Es significativo que los 25 años de la Constitución del 91 se hubieran conmemorado en la histórica casa de Rionegro, donde se firmó la Constitución de 1863, por cuanto ese estatuto, concebido por los radicales liberales y ahogado en la sangrienta revolución de 1885 que desembocó en la Carta de 1886, marcó un hito en la historia de Colombia.

Aun cuando fue resultado de un levantamiento liberal contra el gobierno conservador, significó verdadera revolución constitucional. Como la del 91, fue pródiga en protección de todos los derechos, al punto de ser llamada la carta de las libertades, pues las comprendía todas, hasta la de portar armas.

Estableció un régimen federal, luego reemplazado por la fórmula nuñista de “centralización política y descentralización administrativa”. Solo rigió 22 años, y tal vez el rigor para reformarla fue factor determinante para que se la sustituyera de forma violenta. No sería igual, pero la extraña figura de la “sustitución” puede llevar, como lo estamos viendo, a hacer inmodificable la Constitución.

Conservó el régimen presidencial, pero lo atenuó estableciendo periodo presidencial de dos años –no del todo recomendable– y dándole facultades al Congreso para autorizar determinados nombramientos, tanto del jefe del Ejecutivo como los de secretarios y jefes de misión diplomática.

Debe anotarse, empero, que con tan corto período hubo administraciones perdurables, como la de Murillo Toro, que planteó, como buen visionario, la necesidad de cambiar la infraestructura del país, combatir las desigualdades sociales e interconectar la Nación mediante el telégrafo. Sin cambiar la Constitución –que prohibía la reelección botín inmediata–, fue reelegido años después para otro periodo. Esa Carta dispuso clara separación entre Iglesia y Estado, y permitió el divorcio vincular. Y, ¡quién lo creyera!, estableció que los tratados suscritos por Colombia en materia de derechos humanos prevalecían sobre el derecho interno, o sea que se adelantó en más de 150 años a cuanto desde la Carta del 91 se conoce como “bloque de constitucionalidad”.

Es importante, sin duda, esta conmemoración. Pero, atención a la perspectiva histórica.
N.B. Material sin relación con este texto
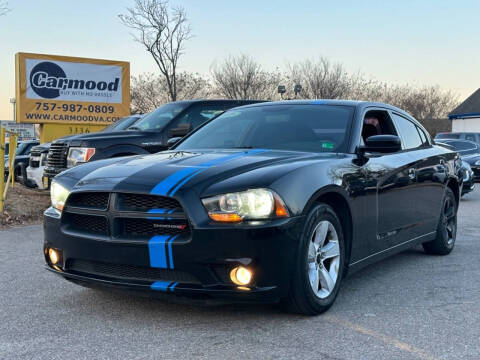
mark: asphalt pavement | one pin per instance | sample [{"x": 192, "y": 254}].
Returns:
[{"x": 410, "y": 306}]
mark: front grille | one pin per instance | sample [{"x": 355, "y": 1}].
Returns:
[
  {"x": 89, "y": 200},
  {"x": 146, "y": 227},
  {"x": 57, "y": 155},
  {"x": 89, "y": 224},
  {"x": 34, "y": 163},
  {"x": 140, "y": 202},
  {"x": 106, "y": 214},
  {"x": 130, "y": 272}
]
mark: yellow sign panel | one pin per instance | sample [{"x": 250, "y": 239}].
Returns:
[
  {"x": 71, "y": 90},
  {"x": 50, "y": 132}
]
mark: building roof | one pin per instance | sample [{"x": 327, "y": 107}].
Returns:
[{"x": 469, "y": 108}]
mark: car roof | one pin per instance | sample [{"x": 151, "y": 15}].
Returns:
[
  {"x": 216, "y": 101},
  {"x": 447, "y": 140},
  {"x": 355, "y": 103}
]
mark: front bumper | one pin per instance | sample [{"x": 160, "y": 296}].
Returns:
[
  {"x": 50, "y": 171},
  {"x": 199, "y": 265}
]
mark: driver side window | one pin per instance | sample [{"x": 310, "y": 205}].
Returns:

La llamada Constitución de Núñez y Caro de 1886 prácticamente ya no regía en 1991, reformada en más de 70 ocasiones, pero “convalidada” por actos legislativos de gran calado: el de 1910, producto del republicanismo, estableció la acción directa de constitucionalidad, prohibió la reelección inmediata y redujo a 4 años el periodo presidencial, y dispuso el sufragio universal.
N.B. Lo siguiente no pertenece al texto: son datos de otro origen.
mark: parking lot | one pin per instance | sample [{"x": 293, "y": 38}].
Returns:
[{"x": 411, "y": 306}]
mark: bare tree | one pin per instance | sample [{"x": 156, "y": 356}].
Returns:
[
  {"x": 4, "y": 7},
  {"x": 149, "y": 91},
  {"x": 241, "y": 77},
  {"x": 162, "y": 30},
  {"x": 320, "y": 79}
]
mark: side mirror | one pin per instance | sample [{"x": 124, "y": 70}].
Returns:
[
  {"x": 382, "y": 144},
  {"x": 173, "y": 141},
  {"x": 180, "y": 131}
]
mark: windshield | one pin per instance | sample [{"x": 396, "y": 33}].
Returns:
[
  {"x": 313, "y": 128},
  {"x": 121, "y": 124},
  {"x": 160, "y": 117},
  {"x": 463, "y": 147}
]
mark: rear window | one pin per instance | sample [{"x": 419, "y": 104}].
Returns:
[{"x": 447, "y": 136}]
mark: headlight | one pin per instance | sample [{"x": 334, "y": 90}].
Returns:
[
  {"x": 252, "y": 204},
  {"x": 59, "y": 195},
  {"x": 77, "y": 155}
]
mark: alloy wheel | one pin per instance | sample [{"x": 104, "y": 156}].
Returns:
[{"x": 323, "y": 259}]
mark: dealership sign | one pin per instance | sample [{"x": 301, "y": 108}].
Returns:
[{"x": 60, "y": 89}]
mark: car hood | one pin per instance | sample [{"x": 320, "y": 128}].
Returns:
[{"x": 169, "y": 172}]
En 1936, el liberalismo, que con sus mayorías hubiera podido cambiar la Constitución, oyó al maestro Echandía, entonces joven ministro de Gobierno, para “romperle unas cuantas vértebras a la Constitución” autoritaria, implantando: intervención del Estado, función social de la propiedad, educación gratuita y obligatoria y derecho de huelga, entre otras conquistas.

Tras la ruptura constitucional que implicó el cierre del Congreso en 1949, el bipartidismo acordó establecer el llamado pacto de paz del Frente Nacional, aprobado con 4 millones de votos como referendo, llamándolo plebiscito. Por los pésimos antecedentes de las constituyentes de bolsillo, el pueblo determinó que la Constitución la cambiara el Congreso. En 1990, de manera extraconstitucional, en decisión dividida de la Corte Suprema, se permitió cambiar las normas plebiscitarias por decretos de estado de sitio. Curiosamente, era la única institución supérstite de la Constitución arbitraria de Núñez, que fue utilizada para cambiar la Constitución y, a decir verdad, para acabar afortunadamente con los abusos del estado de sitio.
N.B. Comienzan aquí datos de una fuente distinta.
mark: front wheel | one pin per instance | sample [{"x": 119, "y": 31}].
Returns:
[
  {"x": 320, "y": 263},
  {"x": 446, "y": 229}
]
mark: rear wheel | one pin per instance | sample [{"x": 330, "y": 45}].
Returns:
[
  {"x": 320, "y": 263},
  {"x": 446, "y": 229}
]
La actual Constitución ha tenido éxitos indudables, como la protección tutelar de derechos, el acercamiento popular a las instituciones, la Corte Constitucional, la Defensoría y la Fiscalía. Hay muchas tareas pendientes. No es la causa de varios males, como no lo era la Constitución reformada que teníamos en el 90.

Es la lección que deberíamos aprender. Si aplicamos bien esta Constitución, podemos olvidarnos del fetichismo constitucional.